VanDweller Community Forums

Full Version: Aerogel sheets
You're currently viewing a stripped down version of our content. View the full version with proper formatting.
It looks like blue smoke is finally coming down in price.
It's thin but has a whooping R value.  20x6 ft comes out to about $900.  A little outside my reach yet but Im hopeful for the future
Can you define thin? What is R value? Link to supplier? Thanks.

Guy
here is the catalog for the Aerogel insulation sheets. The company website says the "spaceloft" blankets are the ones used for building insulation. They state it is 2.5 times better than Styrofoam. I am assuming they mean 2.5 times better for the same thickness but that point is only my personal assumption and not one that is stated exactly that way in writing.

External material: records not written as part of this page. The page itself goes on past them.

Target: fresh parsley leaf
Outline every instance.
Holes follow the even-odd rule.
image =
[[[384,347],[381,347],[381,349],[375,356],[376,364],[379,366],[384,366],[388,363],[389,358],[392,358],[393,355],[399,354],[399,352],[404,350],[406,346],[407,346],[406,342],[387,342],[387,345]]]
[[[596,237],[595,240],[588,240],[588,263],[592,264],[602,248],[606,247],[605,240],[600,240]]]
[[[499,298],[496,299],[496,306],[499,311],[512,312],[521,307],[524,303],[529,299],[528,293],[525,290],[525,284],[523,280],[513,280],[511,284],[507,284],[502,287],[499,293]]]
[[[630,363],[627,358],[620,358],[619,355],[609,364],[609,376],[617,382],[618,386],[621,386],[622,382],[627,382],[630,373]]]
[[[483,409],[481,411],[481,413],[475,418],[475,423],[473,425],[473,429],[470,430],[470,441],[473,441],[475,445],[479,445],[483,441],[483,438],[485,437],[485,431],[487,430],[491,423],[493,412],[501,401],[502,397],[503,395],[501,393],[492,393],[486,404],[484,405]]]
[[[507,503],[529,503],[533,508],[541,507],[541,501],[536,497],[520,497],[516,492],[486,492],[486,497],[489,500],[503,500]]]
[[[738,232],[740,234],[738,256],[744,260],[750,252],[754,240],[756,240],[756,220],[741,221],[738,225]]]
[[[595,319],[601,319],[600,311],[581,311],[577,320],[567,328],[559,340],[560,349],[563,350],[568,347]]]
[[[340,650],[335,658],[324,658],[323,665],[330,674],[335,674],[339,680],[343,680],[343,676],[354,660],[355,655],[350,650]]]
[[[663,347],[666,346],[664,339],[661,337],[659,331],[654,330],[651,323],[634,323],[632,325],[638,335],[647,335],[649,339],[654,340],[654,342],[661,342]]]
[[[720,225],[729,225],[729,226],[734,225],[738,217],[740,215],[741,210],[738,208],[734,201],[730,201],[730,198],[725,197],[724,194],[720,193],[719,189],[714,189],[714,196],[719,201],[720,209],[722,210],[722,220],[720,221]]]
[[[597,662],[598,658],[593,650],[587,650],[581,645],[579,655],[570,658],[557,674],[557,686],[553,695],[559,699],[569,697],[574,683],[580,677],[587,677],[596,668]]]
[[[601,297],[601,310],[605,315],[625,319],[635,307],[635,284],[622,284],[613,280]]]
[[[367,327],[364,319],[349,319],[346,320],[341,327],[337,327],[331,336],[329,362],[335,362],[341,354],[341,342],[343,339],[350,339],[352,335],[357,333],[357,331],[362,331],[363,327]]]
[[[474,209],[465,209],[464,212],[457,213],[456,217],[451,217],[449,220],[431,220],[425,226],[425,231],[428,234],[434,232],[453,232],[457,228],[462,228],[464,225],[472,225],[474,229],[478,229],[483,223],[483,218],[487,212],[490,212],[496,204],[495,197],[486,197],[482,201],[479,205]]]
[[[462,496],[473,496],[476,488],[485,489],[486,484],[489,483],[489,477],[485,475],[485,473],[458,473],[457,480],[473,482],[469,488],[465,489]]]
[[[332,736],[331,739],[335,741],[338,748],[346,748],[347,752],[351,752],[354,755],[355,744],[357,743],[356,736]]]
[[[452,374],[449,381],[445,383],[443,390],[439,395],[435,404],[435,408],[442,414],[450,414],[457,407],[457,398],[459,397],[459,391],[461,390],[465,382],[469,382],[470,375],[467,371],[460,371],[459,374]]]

They do state a thermal conductivity value but at no time do they give an exact R-Value, they only say it is the best R-value insulation around. CYA action if you don't give a definitive R-Value other people's testing can't prove you wrong. I am sure it is an effective insulator but I don't know how much better it is in terms of R value for the investment.
http://www.buyaerogel.com/product-category/blankets/
No R or U value & way to expensive IMHO.
Strange!  I had added the link but it got stripped out. Thanks for adding the link.
I've followed "blue smoke" since it was first invented and if you held a 1 inch piece in your hand you could point a torch at it and not feel any heat from it.  They were talking about using it on the space shuttle for reentry to insulate from intense heating.  Then the shuttle got scuttled.  It's extremely light and durable.  From memory I seem to remember an r value of around r14 at that time.  It's a polymer with 90% trapped air and is nearly invisible except for a blue tint.
(07-21-2019, 12:59 AM)maki2 Wrote: [ -> ] . . . They do state a thermal conductivity value but at no time do they give an exact R-Value, they only say it is the best R-value insulation around . . .   

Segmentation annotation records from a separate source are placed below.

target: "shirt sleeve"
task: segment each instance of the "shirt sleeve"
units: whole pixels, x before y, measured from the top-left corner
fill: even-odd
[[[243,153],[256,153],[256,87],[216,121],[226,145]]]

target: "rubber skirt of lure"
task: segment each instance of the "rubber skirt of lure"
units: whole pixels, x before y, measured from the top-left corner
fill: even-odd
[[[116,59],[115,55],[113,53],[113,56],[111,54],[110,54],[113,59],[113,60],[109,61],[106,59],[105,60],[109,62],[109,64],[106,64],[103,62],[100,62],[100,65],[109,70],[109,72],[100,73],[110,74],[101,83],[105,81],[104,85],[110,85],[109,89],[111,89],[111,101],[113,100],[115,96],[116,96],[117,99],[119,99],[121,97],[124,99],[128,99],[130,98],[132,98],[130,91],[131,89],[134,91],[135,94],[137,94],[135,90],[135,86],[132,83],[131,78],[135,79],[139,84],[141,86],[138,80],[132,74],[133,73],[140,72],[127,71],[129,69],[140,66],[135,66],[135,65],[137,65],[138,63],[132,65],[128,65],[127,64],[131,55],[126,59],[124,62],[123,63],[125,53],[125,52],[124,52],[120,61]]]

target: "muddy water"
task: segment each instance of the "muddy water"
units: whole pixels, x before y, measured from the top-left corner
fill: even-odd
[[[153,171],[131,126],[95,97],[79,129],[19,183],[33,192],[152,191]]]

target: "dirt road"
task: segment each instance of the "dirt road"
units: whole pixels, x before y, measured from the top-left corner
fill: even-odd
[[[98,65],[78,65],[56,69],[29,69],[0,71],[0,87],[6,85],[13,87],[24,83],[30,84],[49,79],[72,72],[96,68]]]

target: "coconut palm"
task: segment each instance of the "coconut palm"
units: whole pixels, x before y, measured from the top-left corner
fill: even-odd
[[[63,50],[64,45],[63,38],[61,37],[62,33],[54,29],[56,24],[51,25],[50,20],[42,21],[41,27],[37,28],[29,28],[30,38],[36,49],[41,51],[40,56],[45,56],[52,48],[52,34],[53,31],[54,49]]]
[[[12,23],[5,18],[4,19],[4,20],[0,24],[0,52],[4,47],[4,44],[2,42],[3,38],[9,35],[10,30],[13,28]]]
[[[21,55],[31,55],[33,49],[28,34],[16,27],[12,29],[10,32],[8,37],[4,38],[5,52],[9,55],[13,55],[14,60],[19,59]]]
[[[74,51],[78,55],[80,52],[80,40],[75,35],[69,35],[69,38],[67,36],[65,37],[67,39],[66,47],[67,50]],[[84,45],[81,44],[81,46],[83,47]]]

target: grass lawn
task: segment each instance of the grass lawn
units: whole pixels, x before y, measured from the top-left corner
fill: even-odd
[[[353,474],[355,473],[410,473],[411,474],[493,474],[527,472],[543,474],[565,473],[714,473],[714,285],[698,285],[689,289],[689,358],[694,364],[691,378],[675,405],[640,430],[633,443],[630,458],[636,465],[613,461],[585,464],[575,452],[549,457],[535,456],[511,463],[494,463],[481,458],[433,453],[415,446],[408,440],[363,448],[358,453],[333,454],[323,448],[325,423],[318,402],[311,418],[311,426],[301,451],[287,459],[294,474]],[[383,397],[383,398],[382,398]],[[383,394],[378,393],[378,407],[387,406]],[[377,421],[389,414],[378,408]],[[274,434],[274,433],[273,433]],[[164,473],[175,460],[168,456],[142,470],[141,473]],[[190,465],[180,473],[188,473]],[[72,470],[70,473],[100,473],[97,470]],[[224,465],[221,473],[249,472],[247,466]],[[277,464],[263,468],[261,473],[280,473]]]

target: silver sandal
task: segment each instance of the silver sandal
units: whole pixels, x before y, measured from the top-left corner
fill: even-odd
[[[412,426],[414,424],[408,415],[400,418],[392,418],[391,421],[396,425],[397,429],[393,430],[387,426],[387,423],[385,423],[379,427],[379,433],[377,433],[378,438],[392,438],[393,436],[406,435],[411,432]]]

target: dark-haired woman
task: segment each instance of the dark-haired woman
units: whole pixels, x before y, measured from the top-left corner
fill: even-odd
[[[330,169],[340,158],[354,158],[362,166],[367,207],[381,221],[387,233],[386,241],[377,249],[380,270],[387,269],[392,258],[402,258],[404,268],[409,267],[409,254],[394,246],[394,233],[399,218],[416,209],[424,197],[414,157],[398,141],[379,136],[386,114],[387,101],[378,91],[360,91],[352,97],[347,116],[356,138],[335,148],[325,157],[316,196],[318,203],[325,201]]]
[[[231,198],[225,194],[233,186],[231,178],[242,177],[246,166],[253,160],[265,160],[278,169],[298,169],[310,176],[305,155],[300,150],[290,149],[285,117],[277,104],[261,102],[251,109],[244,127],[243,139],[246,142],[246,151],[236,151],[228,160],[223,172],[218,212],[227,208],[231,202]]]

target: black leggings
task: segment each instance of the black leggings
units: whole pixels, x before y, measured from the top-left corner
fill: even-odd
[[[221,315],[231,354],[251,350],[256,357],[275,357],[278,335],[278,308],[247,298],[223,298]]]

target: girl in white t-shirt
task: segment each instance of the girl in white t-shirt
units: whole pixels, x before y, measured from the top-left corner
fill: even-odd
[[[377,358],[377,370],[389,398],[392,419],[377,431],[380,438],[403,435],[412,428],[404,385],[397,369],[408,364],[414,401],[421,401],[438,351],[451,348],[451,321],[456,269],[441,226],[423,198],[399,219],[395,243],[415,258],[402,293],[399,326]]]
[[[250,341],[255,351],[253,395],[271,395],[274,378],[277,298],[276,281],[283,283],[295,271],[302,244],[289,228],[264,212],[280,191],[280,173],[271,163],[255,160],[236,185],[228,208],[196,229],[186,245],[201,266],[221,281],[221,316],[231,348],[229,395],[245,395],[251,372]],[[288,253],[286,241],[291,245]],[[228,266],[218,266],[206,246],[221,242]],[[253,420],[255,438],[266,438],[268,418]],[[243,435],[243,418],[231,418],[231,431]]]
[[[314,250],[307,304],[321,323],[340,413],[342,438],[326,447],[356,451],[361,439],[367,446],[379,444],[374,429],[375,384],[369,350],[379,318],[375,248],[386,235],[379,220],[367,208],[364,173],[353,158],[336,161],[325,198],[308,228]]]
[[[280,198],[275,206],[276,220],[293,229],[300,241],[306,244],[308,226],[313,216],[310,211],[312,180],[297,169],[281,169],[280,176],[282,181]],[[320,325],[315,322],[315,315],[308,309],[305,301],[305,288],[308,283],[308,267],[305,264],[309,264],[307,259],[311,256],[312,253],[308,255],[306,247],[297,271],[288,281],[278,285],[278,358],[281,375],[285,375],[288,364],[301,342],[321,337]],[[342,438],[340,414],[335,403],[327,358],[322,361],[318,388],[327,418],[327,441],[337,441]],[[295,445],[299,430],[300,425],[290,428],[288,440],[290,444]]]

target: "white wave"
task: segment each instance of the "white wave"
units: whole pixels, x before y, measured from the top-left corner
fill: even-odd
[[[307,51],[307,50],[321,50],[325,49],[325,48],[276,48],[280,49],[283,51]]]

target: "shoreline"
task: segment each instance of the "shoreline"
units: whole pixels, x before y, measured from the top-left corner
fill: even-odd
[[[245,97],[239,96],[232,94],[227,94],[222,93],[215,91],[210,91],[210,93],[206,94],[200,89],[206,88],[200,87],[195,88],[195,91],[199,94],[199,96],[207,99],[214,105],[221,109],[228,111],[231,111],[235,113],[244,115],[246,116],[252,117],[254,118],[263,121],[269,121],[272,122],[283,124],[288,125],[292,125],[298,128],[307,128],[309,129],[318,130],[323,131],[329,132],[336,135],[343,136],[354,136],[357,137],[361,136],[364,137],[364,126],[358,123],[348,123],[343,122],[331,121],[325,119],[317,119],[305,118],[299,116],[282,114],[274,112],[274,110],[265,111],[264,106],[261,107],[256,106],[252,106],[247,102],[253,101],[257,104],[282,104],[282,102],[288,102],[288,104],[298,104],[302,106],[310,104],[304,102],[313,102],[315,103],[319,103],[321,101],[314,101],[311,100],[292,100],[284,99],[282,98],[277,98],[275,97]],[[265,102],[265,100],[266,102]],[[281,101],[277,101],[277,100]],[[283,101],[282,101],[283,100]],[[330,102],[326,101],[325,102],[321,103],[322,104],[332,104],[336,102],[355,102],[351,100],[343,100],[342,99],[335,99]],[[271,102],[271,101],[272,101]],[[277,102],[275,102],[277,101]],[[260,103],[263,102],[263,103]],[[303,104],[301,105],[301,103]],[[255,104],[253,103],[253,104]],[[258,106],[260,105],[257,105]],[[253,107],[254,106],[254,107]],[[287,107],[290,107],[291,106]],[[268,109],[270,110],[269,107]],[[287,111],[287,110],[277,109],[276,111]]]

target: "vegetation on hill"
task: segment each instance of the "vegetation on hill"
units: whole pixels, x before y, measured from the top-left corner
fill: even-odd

Thermal conductivity is a measured material property that engineers would use using the actual temperature difference expected to determine heat flow.

R-value is a popular term (derived from thermal conductivity and a temperature difference of 24ºC) used in the building trades because it is easier to use:

     The R-value of Aerogel is about 20 per inch.
     The R-value of fiberglass batting is about 3.5 per inch.
     EPS (styrofoam) is about R=4.0 per inch.
     XPS (pink Foamular) is about 5.0 per inch.
     ISO (Polyisocyanurate) is about 6.0 per inch.